Multivariate data analysis¶
Principal Coordinates Analysis¶
Principal Coordinates Analysis works on a matrix of pairwise distances. In this example we start by calculating the pairwise distances for a set of aligned sequences, though any distance matrix can be used with PCoA, relating any objects, not only sequences.
>>> from cogent import LoadSeqs
>>> from cogent.phylo import distance
>>> from cogent.cluster.metric_scaling import PCoA
Import a substitution model (or create your own).
>>> from cogent.evolve.models import HKY85
Load the alignment.
>>> al = LoadSeqs("data/test.paml")
Create a pairwise distances object calculator for the alignment, providing a substitution model instance.
>>> d = distance.EstimateDistances(al, submodel= HKY85())
>>> d.run(show_progress=False)
Now use this matrix to perform principal coordinates analysis.
>>> PCoA_result = PCoA(d.getPairwiseDistances())
>>> print PCoA_result
======================================================================================
Type Label vec_num0 vec_num1 vec_num2 vec_num3 vec_num4

Eigenvectors NineBande 0.02 0.01 0.04 0.01 0.00
Eigenvectors DogFaced 0.04 0.06 0.01 0.00 0.00
Eigenvectors HowlerMon 0.07 0.01 0.01 0.02 0.00
Eigenvectors Mouse 0.20 0.01 0.01 0.00 0.00
Eigenvectors Human 0.07 0.04 0.03 0.01 0.00
Eigenvalues eigenvalues 0.05 0.01 0.00 0.00 0.00
Eigenvalues var explained (%) 85.71 9.60 3.73 0.95 0.00

We can save these results to a file in a delimited format (we’ll use tab here) that can be opened up in any data analysis program, like R or Excel. Here the principal coordinates can be plotted against each other for visualization.

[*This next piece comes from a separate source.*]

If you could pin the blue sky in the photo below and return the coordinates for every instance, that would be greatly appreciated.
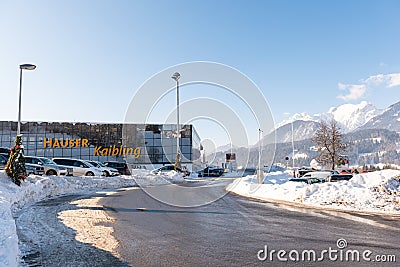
(92, 56)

>>> PCoA_result.writeToFile('PCoA_results.txt',sep='\t')
FastMDS¶
The eigendecomposition step in Principal Coordinates Analysis (PCoA) doesn’t scale very well. And for thousands of objects the computation of all pairwise distance alone can get very slow, because it scales quadratically. For a huge number of objects this might even pose a memory problem. FastMDS methods approximate an MDS/PCoA solution and do not suffer from these problems.
First, let’s simulate a big data sample by creating 1500 objects living in 10 dimension. Then compute their pairwise distances and perform a principal coordinates analysis on it. Note that the last two steps might take already a couple of minutes.
>>> from cogent.maths.distance_transform import dist_euclidean
>>> from cogent.cluster.metric_scaling import principal_coordinates_analysis
>>> from numpy import random
>>> objs = random.random((1500, 10))
>>> distmtx = dist_euclidean(objs)
>>> full_pcoa = principal_coordinates_analysis(distmtx)
PyCogent implements two fast MDS approximations called SplitandCombine MDS (SCMDS, still in development) and Nystrom (also known as LandmarkMDS). Both can easily handle many thousands objects. One reason is that they don’t require all distances to be computed. Instead you pass down the distance function and only required distances are calculated.
Nystrom works by using a so called seedmatrix, which contains (only) k by n distances, where n is the total number of objects and k<<n. The bigger k, the more exact the approximation will be and the longer the computation will take. One further difference to normal Principal Coordinates Analysis is, that no eigenvalues, but only approximate eigenvectors of length dim will be returned.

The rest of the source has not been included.